いつも楽しみに読ませて貰っています。今回のは資本論の話で、先の楽しみも増した感じです。第三章に取りかかっていますが、面白い。名誉を商品にする話などもあって、笑わせても呉れる。さて、

英文「Captal」は、原典の内容を忠実に伝えていないという説 は、どのような説なのか、またはその説なるものを見るにはどうしたらいいか知りたいところです。ブログの腰を折るようですみませんが、よろしくお願いします。ペンギンクラシックシリーズというのがアメリカにあって、資本論の英文訳を出版しているようです。ヤフーのオークションに出ていました。僅かなページの紹介では、ムーアさんの訳はもう古いということで、この新しい訳を出版したとのことです。どう古いのか、忠実さの問題なのか、その他は分かりませんが、エンゲルスの監修はないですね。

資本論を読めば、僅か3章ちょっとまでなんですが、商品・貨幣の社会では、生産物は必ず商品・貨幣となります。如何にデザインしようと、商品のデザインであり、貨幣への変態のためのデザイン以外のデザインはありません。デザイン労働力商品の使用価値は、消費者に直接作用する能力の前に、商品の価値としての能力を前提しています。避けては通れない関門です。マルクス流にいうなら、ほんの一昔前は、商品も貨幣も存在していなかった。だが、沢山の物を作り使って来た。この先、商品・貨幣がなくても、物は必要だし、使うはずであるし、作り続けるはずである。デザインは、商品・貨幣を経ずに、直接的に使う人との関係のものとなるだろう。商品・貨幣は社会関係なのである。社会関係は、封建時代を経て現資本主義社会へと発展した。さらにその弊害を解消してあらたな社会関係へと発展せざるを得ない。
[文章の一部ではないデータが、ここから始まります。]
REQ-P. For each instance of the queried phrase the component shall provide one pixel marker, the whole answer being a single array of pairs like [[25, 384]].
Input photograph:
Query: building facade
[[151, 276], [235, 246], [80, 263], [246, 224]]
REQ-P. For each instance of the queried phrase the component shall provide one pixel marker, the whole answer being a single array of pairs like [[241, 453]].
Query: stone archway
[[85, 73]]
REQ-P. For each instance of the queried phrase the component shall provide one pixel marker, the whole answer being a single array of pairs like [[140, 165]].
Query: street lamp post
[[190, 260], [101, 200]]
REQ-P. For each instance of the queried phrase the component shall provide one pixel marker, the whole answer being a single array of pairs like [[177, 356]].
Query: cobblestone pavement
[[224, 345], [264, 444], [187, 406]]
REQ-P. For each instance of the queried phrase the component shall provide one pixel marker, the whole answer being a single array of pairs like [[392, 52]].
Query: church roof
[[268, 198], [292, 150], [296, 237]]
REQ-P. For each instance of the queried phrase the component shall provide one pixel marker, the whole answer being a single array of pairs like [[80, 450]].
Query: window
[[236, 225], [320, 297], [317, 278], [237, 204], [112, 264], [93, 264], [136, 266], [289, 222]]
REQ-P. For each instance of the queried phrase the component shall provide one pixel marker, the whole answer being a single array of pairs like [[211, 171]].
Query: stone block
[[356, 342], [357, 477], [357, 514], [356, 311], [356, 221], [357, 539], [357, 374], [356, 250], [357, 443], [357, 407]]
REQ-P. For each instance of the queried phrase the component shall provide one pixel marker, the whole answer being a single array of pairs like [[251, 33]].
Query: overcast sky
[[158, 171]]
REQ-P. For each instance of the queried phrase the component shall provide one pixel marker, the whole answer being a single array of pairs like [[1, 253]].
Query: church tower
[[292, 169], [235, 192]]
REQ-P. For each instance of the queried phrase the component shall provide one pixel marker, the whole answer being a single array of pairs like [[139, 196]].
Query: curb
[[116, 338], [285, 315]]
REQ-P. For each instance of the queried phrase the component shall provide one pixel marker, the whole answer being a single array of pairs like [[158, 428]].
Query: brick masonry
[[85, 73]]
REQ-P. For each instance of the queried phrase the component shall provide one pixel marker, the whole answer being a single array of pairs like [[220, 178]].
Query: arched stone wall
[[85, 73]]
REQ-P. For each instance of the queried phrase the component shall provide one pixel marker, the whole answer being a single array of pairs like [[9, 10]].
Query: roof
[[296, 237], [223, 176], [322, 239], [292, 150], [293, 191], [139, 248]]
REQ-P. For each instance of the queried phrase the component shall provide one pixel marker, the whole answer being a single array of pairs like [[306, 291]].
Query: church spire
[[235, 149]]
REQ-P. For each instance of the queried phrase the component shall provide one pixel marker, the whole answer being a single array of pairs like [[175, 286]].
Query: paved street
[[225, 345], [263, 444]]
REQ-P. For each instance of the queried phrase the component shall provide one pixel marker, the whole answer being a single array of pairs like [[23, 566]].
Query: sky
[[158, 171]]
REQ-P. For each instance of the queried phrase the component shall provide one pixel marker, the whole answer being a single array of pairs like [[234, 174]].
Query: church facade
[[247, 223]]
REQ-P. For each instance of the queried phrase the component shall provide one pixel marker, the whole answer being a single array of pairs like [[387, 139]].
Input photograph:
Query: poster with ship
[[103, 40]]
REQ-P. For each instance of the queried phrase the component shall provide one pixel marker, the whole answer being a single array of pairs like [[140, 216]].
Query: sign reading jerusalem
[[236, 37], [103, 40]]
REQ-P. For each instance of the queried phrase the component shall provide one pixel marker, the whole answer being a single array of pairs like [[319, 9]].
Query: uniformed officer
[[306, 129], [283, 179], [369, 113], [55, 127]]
今、その弊害の最たる地点に居る。今までのデザインの実績や、デザイン論の経過を将来に向けて、批判的に捉えうる機会となった。私の職歴を振り返れば、なにを成したか、なにを失敗したか、なにを学んだか、なんの捕らわれから解放されたか、資本論なしでは、味わうことが出来ない味となっている。だから、野口さんにも、大いに味わって貰いたいし。いろいろと教えて貰いたいのである。頭脳作用の限界はまだ十分遠いし、衰えを知らないだろう。私のは別だが。

なんか的外れな感じで申し訳ないが、長くなってしまいました。